O título certamente causa estranheza. Tradução e escravidão?! Que tem uma coisa a ver com a outra? Aparentemente, nada. Mas nos bastidores da tradução, nas discussões sobre a tradução, já se usou e ainda se usa a metáfora do cativeiro, da escravidão. O curioso dessa metáfora é que ela já foi usada nas duas direções possíveis — ou seja, a escravização do tradutor, de um lado, e a escravização do original, de outro.
De um lado do ringue, dos séculos IV e V, temos o dálmata Jerônimo — santo, fino polemista, ávido missivista, tradutor da versão latina da Bíblia conhecida como Vulgata. Do outro lado, doze séculos depois, temos o inglês John Dryden — poeta, satirista mordaz, grande crítico literário, apologista anglicano e católico.
Jerônimo, numa das suas muitas cartas, essa a são Pamáquio, lança a tese do “original cativo”. Recomendando a tradução sentido por sentido em detrimento da tradução palavra por palavra, o santo atribui ao tradutor o papel do conquistador que faz o original marchar cativo para a nova língua. A metáfora pode escandalizar os mais conservadores, que vêem na tradução uma espécie mais sofisticada de cópia. Ainda mais vindo de quem vem, de um santo que traduziu a Bíblia.
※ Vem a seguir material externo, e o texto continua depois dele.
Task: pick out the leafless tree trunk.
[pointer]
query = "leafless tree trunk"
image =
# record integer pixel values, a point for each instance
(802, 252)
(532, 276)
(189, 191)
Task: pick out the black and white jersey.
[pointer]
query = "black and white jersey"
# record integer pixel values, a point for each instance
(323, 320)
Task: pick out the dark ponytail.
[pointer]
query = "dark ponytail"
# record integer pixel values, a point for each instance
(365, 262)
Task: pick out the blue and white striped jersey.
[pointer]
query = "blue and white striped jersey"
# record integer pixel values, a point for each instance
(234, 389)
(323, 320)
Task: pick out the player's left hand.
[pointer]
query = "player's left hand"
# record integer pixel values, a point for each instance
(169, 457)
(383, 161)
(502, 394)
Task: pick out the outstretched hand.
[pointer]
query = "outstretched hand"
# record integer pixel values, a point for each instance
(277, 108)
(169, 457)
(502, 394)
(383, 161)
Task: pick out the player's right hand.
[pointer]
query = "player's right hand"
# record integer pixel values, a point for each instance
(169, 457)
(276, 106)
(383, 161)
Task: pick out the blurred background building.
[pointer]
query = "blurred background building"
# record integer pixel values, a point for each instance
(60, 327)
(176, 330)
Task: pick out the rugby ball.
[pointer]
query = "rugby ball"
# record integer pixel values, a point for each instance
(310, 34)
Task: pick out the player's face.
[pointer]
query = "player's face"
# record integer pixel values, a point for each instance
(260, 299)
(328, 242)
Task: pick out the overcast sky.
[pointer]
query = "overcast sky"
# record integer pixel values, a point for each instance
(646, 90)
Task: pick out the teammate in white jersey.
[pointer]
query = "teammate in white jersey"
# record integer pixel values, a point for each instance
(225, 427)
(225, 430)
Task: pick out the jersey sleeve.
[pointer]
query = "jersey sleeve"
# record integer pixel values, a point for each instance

Mas a idéia não há de desagradar alguns tradutores atarantados diante do que muitas vezes se exige deles — fidelidade e fluidez . . . ao mesmo tempo. Premido entre a demanda da fidelidade ao original (que aparece aqui como o tirano da história) e a busca da fluidez do texto na nova língua, o tradutor talvez receba com alívio a idéia de Jerônimo. Pôr as cadeias no original e arrastá-lo para uma outra língua — a língua do dominador. O original perde o temível vulto despótico com que costuma assombrar o tradutor, e veste pele de cordeiro — como cordeiro se deixa levar cativo.
Será? A briga é boa, a polêmica é interminável. Na verdade, a idéia de Jerônimo não é nem de longe a predominante. Dryden prevalece aqui, rebaixando o tradutor à posição de escravo que semeia em terras alheias. A boa colheita, se vier, vai parar não nas mãos do escravo, mas do proprietário da terra. Ah, mas se a colheita não for boa . . . ai do mau escravo! O avesso dos louros é todo dele.
Não quero com isso dizer que Dryden propunha que o tradutor devesse agir como escravo. Não. Ele mesmo, que tanto traduziu, foi talvez mais senhor que escravo. É uma posição, essa de Dryden, de um profundo respeito pelo original, quase uma veneração. É o respeito de um homem da Idade Média pelos clássicos que ele traduziu — Virgílio, Juvenal, Ovídio e Horácio, entre outros. De qualquer modo, fica a metáfora da escravidão, que até hoje paira sobre o trabalho do tradutor.
Nem precisamos ir muito longe para ver reflexos disso. O tradutor brasileiro Paulo Henriques Britto, um dos mais festejados da atual geração, disse recentemente numa entrevista à Folha de S. Paulo que o “tradutor tem de ser humilde”. Não que humildade seja apanágio de escravos, claro. Uma dose — até boa — de humildade é sempre necessária. Mas fica um ranço de tirania do original sobre o tradutor, o escravo, ranço que se sente de longe.
A discussão, enfim, é acesa e ainda vai dar pano para muita manga. Espero voltar ao assunto, que hoje está entrelaçado a questões como descolonização e pós-colonialismo, luta entre centro e periferia, tensões Norte-Sul, etc. Mas não quero aborrecer o leitor com coisas pesadas. Antes tratemos delas — as belas e as infiéis, que é assunto mais leve. Na próxima coluna.